Cependant, Psychose n’est pas sans failles. Certains rebondissements, comme l’enquête menée par le détective Arbogast (Martin Balsam), tombent parfois dans des clichés du genre. La structure en deux parties — la première centrée sur Marion, la seconde sur Norman et les enquêteurs — crée un déséquilibre narratif qui peut déstabiliser. Ces rugosités ne cassent pas le film, mais elles rappellent que Hitchcock travaillait vite, avec peu, et sans le filet de sécurité d’un grand studio.

À sa sortie, Psychose a divisé la critique. Certains ont été choqués par son sujet controversé et ses scènes violentes pour l’époque. Son succès populaire et ses revenus exceptionnels — 50 millions de dollars à l’échelle mondiale contre 800 000 investis — ont rapidement imposé le film comme une œuvre incontournable. Il a été nommé à quatre Oscars, dont celui du meilleur réalisateur pour Hitchcock et celui de la meilleure actrice dans un second rôle pour Janet Leigh.

La réception critique s’est transformée avec le temps. Ce qui était controversé est devenu canonique : la Library of Congress a sélectionné le film pour son National Film Registry dès 1992. Les critiques modernes louent son atmosphère tendue, sa photographie impressionnante et la performance mémorable de Perkins. Le film a également influencé de nombreux réalisateurs et redéfini ce qu’il était acceptable de montrer en matière de violence et de comportement déviant dans le cinéma américain.

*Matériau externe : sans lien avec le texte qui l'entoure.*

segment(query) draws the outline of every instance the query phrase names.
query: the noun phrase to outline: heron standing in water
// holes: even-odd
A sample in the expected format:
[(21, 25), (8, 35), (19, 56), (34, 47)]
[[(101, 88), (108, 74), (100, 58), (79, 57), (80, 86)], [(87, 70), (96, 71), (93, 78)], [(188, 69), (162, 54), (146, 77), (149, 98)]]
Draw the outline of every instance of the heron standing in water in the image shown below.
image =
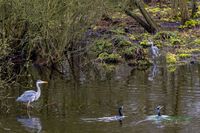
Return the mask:
[(41, 90), (40, 90), (39, 85), (43, 84), (43, 83), (48, 83), (48, 82), (42, 81), (42, 80), (37, 80), (37, 82), (36, 82), (37, 91), (34, 91), (34, 90), (25, 91), (20, 97), (17, 98), (16, 101), (27, 103), (27, 109), (28, 109), (31, 102), (34, 102), (39, 99), (39, 97), (41, 95)]
[(155, 57), (159, 56), (159, 49), (157, 46), (154, 46), (152, 41), (149, 41), (149, 44), (151, 45), (152, 58), (155, 59)]
[(156, 112), (158, 116), (161, 116), (160, 110), (163, 108), (163, 106), (156, 107)]

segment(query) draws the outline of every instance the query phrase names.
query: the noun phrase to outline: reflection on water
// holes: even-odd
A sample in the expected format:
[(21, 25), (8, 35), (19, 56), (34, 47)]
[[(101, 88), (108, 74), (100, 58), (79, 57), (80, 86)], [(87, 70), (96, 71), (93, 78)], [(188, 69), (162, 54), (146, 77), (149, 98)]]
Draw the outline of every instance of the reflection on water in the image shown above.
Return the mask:
[(40, 122), (40, 118), (32, 117), (32, 116), (19, 116), (17, 117), (17, 121), (21, 123), (21, 125), (31, 133), (40, 133), (42, 130), (42, 125)]
[(154, 63), (153, 66), (151, 67), (151, 71), (150, 71), (150, 74), (148, 76), (148, 80), (153, 81), (155, 76), (157, 75), (157, 73), (158, 73), (157, 64)]
[[(71, 74), (73, 71), (74, 74)], [(66, 71), (68, 75), (63, 76), (48, 69), (38, 72), (35, 68), (30, 68), (29, 73), (34, 80), (45, 79), (49, 82), (48, 86), (42, 88), (40, 99), (33, 103), (32, 115), (39, 118), (18, 117), (18, 123), (2, 118), (0, 122), (6, 121), (3, 123), (6, 129), (20, 133), (25, 132), (24, 129), (48, 133), (188, 133), (200, 130), (198, 64), (177, 66), (171, 72), (166, 65), (154, 65), (150, 74), (147, 70), (136, 70), (126, 64), (108, 72), (102, 67), (82, 69), (77, 66), (73, 71)], [(15, 88), (12, 96), (16, 97), (25, 90), (21, 86)], [(8, 104), (12, 105), (10, 117), (21, 114), (20, 106), (14, 100)], [(119, 126), (118, 121), (104, 122), (110, 118), (99, 118), (112, 117), (111, 114), (116, 114), (115, 107), (118, 105), (124, 106), (127, 116), (123, 119), (122, 126)], [(154, 114), (157, 105), (163, 105), (165, 108), (162, 113), (170, 118), (183, 116), (191, 119), (189, 122), (175, 119), (161, 124), (151, 121), (136, 124)], [(97, 122), (86, 122), (82, 118)], [(16, 117), (14, 119), (16, 121)], [(103, 121), (99, 122), (100, 120)], [(22, 125), (20, 127), (19, 122)]]

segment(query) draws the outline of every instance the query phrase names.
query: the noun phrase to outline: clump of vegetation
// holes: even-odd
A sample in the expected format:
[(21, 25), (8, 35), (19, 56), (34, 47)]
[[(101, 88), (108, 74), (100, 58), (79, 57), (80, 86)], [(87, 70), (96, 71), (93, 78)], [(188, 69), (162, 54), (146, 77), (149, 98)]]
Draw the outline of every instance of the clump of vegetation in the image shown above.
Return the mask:
[(185, 53), (178, 54), (178, 57), (181, 59), (189, 58), (191, 56), (192, 56), (191, 54), (185, 54)]
[(110, 30), (112, 33), (115, 33), (115, 34), (117, 34), (117, 35), (123, 35), (123, 34), (125, 34), (125, 31), (124, 31), (124, 29), (123, 28), (116, 28), (116, 29), (111, 29)]
[(177, 62), (176, 55), (168, 52), (166, 54), (166, 62), (168, 64), (175, 64)]
[(142, 40), (142, 41), (140, 42), (140, 45), (141, 45), (142, 47), (144, 47), (144, 48), (146, 48), (146, 47), (149, 47), (149, 46), (150, 46), (150, 44), (149, 44), (149, 41), (148, 41), (148, 40)]
[(169, 40), (170, 40), (171, 45), (182, 45), (182, 44), (184, 44), (184, 40), (181, 39), (179, 36), (170, 37)]
[(111, 52), (112, 51), (112, 43), (109, 40), (106, 39), (99, 39), (96, 40), (93, 50), (99, 53), (102, 52)]
[(98, 59), (104, 61), (105, 63), (118, 63), (121, 56), (117, 53), (108, 54), (106, 52), (99, 54)]
[(122, 48), (125, 46), (131, 46), (132, 43), (126, 38), (125, 36), (120, 36), (116, 35), (113, 39), (112, 42), (115, 47)]
[(184, 28), (193, 28), (200, 25), (200, 21), (199, 20), (188, 20), (185, 22), (184, 25), (179, 26), (180, 29), (184, 29)]
[(125, 48), (121, 54), (122, 54), (122, 57), (124, 57), (126, 60), (129, 60), (129, 59), (133, 59), (134, 58), (134, 53), (135, 53), (135, 50), (137, 49), (136, 46), (131, 46), (129, 48)]
[(193, 42), (192, 42), (193, 45), (196, 45), (196, 46), (199, 46), (200, 45), (200, 39), (199, 38), (196, 38)]

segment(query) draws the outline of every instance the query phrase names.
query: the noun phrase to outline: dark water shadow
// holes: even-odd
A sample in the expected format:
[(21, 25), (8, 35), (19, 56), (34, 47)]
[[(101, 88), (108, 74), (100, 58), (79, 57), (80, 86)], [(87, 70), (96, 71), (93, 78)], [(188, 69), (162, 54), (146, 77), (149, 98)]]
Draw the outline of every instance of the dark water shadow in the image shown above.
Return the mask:
[(16, 119), (28, 132), (40, 133), (42, 130), (42, 124), (38, 117), (28, 114), (27, 116), (18, 116)]

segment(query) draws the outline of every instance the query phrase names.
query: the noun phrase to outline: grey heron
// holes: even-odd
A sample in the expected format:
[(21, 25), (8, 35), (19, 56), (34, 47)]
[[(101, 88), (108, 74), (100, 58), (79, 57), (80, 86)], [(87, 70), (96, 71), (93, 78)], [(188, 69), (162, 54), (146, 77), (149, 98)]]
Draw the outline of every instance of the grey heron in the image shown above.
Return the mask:
[(156, 112), (158, 116), (161, 116), (160, 110), (163, 108), (163, 106), (157, 106), (156, 107)]
[(37, 91), (34, 91), (34, 90), (25, 91), (20, 97), (16, 99), (16, 101), (27, 103), (27, 108), (28, 108), (31, 102), (34, 102), (39, 99), (41, 95), (40, 84), (43, 84), (43, 83), (48, 83), (48, 82), (37, 80), (36, 82)]
[(157, 46), (154, 46), (152, 41), (149, 41), (149, 44), (151, 45), (151, 54), (152, 58), (154, 59), (155, 57), (159, 56), (159, 49)]

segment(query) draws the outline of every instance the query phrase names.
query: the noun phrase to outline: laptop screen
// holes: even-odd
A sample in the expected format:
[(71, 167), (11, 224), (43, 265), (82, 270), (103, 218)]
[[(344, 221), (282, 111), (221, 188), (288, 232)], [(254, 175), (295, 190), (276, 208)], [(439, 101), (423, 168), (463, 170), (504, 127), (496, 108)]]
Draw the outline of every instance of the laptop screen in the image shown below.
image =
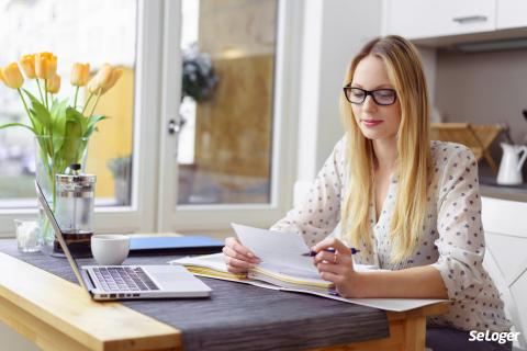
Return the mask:
[[(53, 214), (52, 208), (49, 207), (49, 203), (46, 200), (46, 196), (44, 195), (44, 192), (41, 189), (41, 185), (38, 182), (35, 180), (35, 189), (36, 189), (36, 195), (38, 197), (38, 202), (42, 205), (42, 208), (44, 210), (44, 213), (46, 214), (46, 218), (49, 220), (49, 224), (52, 225), (54, 231), (55, 231), (55, 237), (57, 238), (58, 244), (60, 245), (60, 248), (63, 249), (66, 258), (68, 259), (69, 265), (71, 265), (71, 269), (74, 270), (75, 275), (77, 276), (77, 280), (79, 283), (82, 285), (82, 287), (86, 288), (85, 282), (82, 281), (82, 278), (80, 275), (80, 269), (79, 265), (77, 264), (75, 256), (75, 250), (70, 250), (68, 248), (68, 245), (66, 244), (66, 240), (64, 239), (63, 231), (60, 230), (60, 227), (58, 226), (57, 219), (55, 218), (55, 215)], [(74, 254), (71, 254), (74, 252)]]

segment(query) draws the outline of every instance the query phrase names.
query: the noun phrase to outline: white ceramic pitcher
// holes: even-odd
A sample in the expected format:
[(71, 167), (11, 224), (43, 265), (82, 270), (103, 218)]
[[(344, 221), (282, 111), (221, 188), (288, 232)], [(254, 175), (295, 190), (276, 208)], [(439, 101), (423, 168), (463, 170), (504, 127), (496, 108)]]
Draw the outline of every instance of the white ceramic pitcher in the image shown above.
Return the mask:
[(527, 158), (527, 146), (501, 143), (503, 157), (497, 172), (498, 184), (517, 185), (524, 182), (522, 167)]

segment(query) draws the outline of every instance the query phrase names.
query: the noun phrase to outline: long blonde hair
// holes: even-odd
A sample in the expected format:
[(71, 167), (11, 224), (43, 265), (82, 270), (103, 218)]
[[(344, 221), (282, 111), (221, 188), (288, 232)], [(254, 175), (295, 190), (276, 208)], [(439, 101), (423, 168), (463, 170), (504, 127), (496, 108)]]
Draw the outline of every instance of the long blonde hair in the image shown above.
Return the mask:
[[(397, 132), (399, 176), (395, 210), (390, 225), (391, 262), (408, 258), (416, 248), (426, 215), (431, 156), (428, 139), (428, 94), (415, 46), (403, 37), (378, 37), (351, 60), (345, 84), (351, 82), (357, 65), (367, 56), (382, 59), (401, 104)], [(371, 251), (369, 206), (373, 194), (372, 141), (356, 123), (350, 103), (340, 95), (340, 114), (347, 135), (349, 188), (341, 208), (343, 237)]]

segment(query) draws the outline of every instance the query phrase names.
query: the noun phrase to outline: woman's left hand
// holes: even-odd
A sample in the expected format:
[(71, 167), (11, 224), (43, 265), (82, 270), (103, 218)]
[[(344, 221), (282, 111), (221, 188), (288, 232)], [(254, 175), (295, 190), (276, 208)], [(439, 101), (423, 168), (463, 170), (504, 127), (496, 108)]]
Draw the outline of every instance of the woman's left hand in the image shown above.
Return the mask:
[(354, 270), (351, 250), (335, 238), (325, 239), (312, 249), (317, 252), (313, 259), (321, 278), (334, 283), (340, 296), (356, 297), (357, 272)]

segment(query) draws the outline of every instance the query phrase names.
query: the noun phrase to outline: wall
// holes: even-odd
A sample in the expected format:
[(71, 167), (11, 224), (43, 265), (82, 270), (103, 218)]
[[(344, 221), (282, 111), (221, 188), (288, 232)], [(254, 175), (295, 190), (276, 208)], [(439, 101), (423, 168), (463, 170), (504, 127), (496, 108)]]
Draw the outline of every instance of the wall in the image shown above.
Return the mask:
[[(507, 123), (515, 143), (526, 143), (527, 49), (437, 54), (436, 104), (447, 122)], [(492, 154), (501, 159), (498, 143)]]
[(298, 180), (311, 180), (344, 135), (344, 75), (360, 47), (381, 33), (381, 1), (306, 0), (300, 92)]

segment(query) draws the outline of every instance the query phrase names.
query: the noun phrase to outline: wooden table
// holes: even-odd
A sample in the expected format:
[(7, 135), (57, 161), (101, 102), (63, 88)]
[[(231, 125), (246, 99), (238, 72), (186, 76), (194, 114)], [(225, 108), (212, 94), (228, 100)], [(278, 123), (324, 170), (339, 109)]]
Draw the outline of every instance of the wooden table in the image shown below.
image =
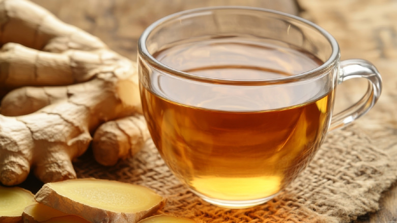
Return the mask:
[[(380, 147), (397, 158), (397, 1), (316, 0), (33, 0), (62, 20), (101, 39), (116, 51), (135, 60), (136, 41), (155, 20), (185, 9), (215, 5), (269, 8), (314, 21), (339, 42), (342, 58), (361, 58), (374, 63), (383, 75), (384, 91), (376, 106), (357, 123)], [(355, 100), (354, 86), (345, 85), (338, 106)], [(359, 92), (359, 91), (358, 91)], [(25, 185), (40, 184), (30, 179)], [(32, 184), (31, 184), (32, 185)], [(37, 188), (38, 189), (38, 188)], [(397, 185), (384, 193), (380, 210), (357, 222), (397, 221)]]

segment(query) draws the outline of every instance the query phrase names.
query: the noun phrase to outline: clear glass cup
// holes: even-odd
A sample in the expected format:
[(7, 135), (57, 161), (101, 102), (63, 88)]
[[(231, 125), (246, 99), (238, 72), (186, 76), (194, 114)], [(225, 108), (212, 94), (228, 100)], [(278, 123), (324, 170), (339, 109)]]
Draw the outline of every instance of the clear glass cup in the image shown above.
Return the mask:
[[(381, 76), (362, 60), (340, 61), (319, 26), (274, 11), (197, 9), (165, 17), (138, 42), (144, 113), (171, 171), (211, 203), (263, 203), (306, 166), (327, 131), (367, 112)], [(338, 85), (368, 80), (333, 114)]]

La bande originale de Bernard Herrmann est un autre élément central. La musique, avec ses violons stridents et son rythme saccadé, amplifie l’horreur des scènes clés et crée une tension qui ne lâche pas. Ce que Herrmann a compris — et qu’on entend dès les premières mesures — c’est que l’horreur n’a pas besoin d’être annoncée en fanfare : elle se glisse, elle persiste, elle revient.

Les thèmes de Psychose — identité, voyeurisme, dualité de la nature humaine — ne sont pas des ornements. Ils sont le moteur du film. Hitchcock construit son récit autour de la question de ce qu’on voit et de ce qu’on refuse de voir ; et la réponse n’est pas rassurante. Le voyeurisme n’est pas seulement la perversion de Norman Bates : c’est aussi celle du spectateur, installé confortablement dans l’obscurité de la salle, complice de chaque regard indiscret que la caméra lui propose.

Plus de six décennies après sa sortie, Psychose reste difficile à classer simplement. Ce n’est pas le film le plus élégant d’Hitchcock, ni le plus élaboré. Mais c’est celui où il a poussé le plus loin l’idée que le cinéma, pour vraiment inquiéter, doit d’abord placer le spectateur dans une position où il ne peut plus tout à fait se faire confiance. Norman Bates sourit encore dans l’ombre, et quelque part, ce sourire nous regarde.